[V0 Deprecation] Remove max_seq_len_to_capture (#25543)

Signed-off-by: Woosuk Kwon <woosuk.kwon@berkeley.edu>
2025-09-24 01:51:39 -07:00
parent 77a7fce1bb
commit 2e19a848d4
7 changed files with 2 additions and 48 deletions
--- a/vllm/config/model.py
+++ b/vllm/config/model.py
@@ -177,11 +177,6 @@ class ModelConfig:
    graph and always execute the model in eager mode. If False, we will use
    CUDA graph and eager execution in hybrid for maximal performance and
    flexibility."""
-    max_seq_len_to_capture: int = 8192
-    """Maximum sequence len covered by CUDA graphs. When a sequence has context
-    length larger than this, we fall back to eager mode. Additionally for
-    encoder-decoder models, if the sequence length of the encoder input is
-    larger than this, we fall back to the eager mode."""

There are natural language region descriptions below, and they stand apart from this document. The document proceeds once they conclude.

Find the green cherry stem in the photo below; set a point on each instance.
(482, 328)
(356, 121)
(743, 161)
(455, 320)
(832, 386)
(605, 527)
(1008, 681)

    max_logprobs: int = 20
    """Maximum number of log probabilities to return when `logprobs` is
    specified in `SamplingParams`. The default value comes the default for the
@@ -1024,21 +1019,8 @@ class ModelConfig:
            current_platform.verify_quantization(self.quantization)

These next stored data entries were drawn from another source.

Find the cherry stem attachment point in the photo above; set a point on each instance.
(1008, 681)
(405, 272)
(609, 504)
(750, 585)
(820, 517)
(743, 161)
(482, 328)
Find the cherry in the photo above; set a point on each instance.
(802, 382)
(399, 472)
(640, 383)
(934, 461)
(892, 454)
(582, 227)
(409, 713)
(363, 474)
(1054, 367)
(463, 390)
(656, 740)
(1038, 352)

    def _verify_cuda_graph(self) -> None:
-        # The `max_seq_len_to_capture` was incorrectly
-        # based on the encoder's input length (448)
-        # but not the decoder's larger input length (1500).
-        # This change ensures the CUDA Graph captures the correct,
-        # larger sequence length, allowing it to work as intended.
-        effective_max_seq_len = self.max_model_len
-        if self.is_encoder_decoder:
-            effective_max_seq_len = max(
-                effective_max_seq_len,
-                getattr(self.hf_config, "max_source_positions", 0))
-        self.max_seq_len_to_capture = min(self.max_seq_len_to_capture,
-                                          effective_max_seq_len)
        # CUDAGraph capture not supported for encoder-decoder models on ROCm
        unsupported_rocm = self.is_encoder_decoder
-
        if (unsupported_rocm and not self.enforce_eager
                and current_platform.is_rocm()):
            logger.warning(